What is the missing length of a rectangular prism where the height and width are both 9 cm and the surface area is 432 cm2?
Well, let's see. The formula for the surface area of a rectangular prism is A = 2lw + 2lh + 2wh, where l is the length, w is the width, and h is the height.
So, we have A = 2(9)(l) + 2(9)(9) + 2(9)(l), which simplifies to A = 18l + 162 + 18l.
Since we know that A (the surface area) is 432 cm², we can plug it into the equation: 432 = 18l + 162 + 18l.
Simplifying further, we get: 432 - 162 = 36l.

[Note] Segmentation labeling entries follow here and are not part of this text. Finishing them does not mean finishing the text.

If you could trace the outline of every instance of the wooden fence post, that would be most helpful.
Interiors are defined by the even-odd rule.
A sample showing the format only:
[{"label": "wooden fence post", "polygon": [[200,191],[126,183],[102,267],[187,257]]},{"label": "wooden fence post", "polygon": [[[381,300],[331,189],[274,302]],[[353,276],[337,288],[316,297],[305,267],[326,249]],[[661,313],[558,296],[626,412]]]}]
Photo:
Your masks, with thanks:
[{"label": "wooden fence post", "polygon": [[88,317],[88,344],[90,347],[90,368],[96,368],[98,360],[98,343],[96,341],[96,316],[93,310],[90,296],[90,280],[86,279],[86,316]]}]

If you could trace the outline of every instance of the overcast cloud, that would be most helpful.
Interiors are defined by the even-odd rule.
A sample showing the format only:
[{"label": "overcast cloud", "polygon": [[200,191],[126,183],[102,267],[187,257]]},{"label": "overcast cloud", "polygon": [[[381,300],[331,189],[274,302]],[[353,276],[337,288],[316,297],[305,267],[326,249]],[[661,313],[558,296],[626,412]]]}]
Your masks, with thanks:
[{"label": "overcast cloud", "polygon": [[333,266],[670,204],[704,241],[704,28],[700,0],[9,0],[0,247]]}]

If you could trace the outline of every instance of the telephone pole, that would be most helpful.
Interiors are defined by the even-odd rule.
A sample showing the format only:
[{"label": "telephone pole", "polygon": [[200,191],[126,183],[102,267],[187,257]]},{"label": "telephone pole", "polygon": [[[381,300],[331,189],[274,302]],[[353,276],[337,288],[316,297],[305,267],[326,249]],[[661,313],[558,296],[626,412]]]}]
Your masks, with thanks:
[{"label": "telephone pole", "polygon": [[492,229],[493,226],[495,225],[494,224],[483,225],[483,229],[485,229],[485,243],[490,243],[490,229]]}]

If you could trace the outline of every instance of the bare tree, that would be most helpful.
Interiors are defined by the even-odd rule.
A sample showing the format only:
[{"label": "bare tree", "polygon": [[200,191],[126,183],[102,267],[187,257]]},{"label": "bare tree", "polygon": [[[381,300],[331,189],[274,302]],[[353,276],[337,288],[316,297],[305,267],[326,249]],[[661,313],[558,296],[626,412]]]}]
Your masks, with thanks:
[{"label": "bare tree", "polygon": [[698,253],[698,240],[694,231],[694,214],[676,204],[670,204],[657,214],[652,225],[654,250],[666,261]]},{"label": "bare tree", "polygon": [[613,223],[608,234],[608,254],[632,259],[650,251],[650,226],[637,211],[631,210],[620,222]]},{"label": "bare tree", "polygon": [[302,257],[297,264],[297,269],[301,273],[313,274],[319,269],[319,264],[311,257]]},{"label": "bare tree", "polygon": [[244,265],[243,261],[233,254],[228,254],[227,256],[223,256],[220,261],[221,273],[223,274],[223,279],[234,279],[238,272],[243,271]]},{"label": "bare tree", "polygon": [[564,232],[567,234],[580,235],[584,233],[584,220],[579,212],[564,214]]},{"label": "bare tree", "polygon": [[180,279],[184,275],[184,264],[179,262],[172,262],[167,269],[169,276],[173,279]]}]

After subtraction, we find: 270 = 36l.
To find the missing length, we divide both sides of the equation by 36: l = 270 ÷ 36 = 7.5.
So, the missing length of the rectangular prism would be 7.5 cm. But hey, don't worry, it's just a missing length, not a missing sense of humor!
To find the missing length of a rectangular prism, we can use the formula for the surface area of a rectangular prism:
Surface Area = 2*(length * width + length * height + width * height)
Given that the height and width are both 9 cm and the surface area is 432 cm2, we can substitute the values into the formula:
432 = 2*(length * 9 + length * 9 + 9 * 9)
Simplifying the equation further:
432 = 2*(18*length + 81)
Now we can solve for length:
432 = 36*length + 162
Subtracting 162 from both sides:
270 = 36*length
Dividing both sides by 36:
length = 270/36
Simplifying the fraction:
length = 7.5 cm
Therefore, the missing length of the rectangular prism is 7.5 cm.
To find the missing length of a rectangular prism, we can use the formula for the surface area of a rectangular prism, which is:
Surface Area = 2(length × width + length × height + width × height)
In this case, the height and width are both given as 9 cm, and the surface area is given as 432 cm^2. We can plug in these values into the formula and solve for the missing length.
432 cm^2 = 2(length × 9 + length × 9 + 9 × 9)
Simplifying the equation,
432 cm^2 = 2(18length + 81)
Divide both sides of the equation by 2,
216 cm^2 = 18length + 81
Subtract 81 from both sides,
135 cm^2 = 18length
Now, divide both sides by 18 to solve for the length,
length = 135 cm^2 / 18
length = 7.5 cm
Therefore, the missing length of the rectangular prism is 7.5 cm.
Does anybody have the answers for question 13 the unit test?
Let the missing length be x cm.
The surface area of a rectangular prism can be found using the formula: 2lw + 2lh + 2wh, where l is the length, w is the width, and h is the height.
We know that the height and width are both 9 cm, so:
2lx + 2(9x) + 2(9l) = 432
Simplifying:
2lx + 18x + 18l = 216
2x(l + 9) = 216 - 18l
x(l + 9) = 108 - 9l
x = (108 - 9l)/(l + 9)
We do not have enough information to determine the length, so we cannot solve for x.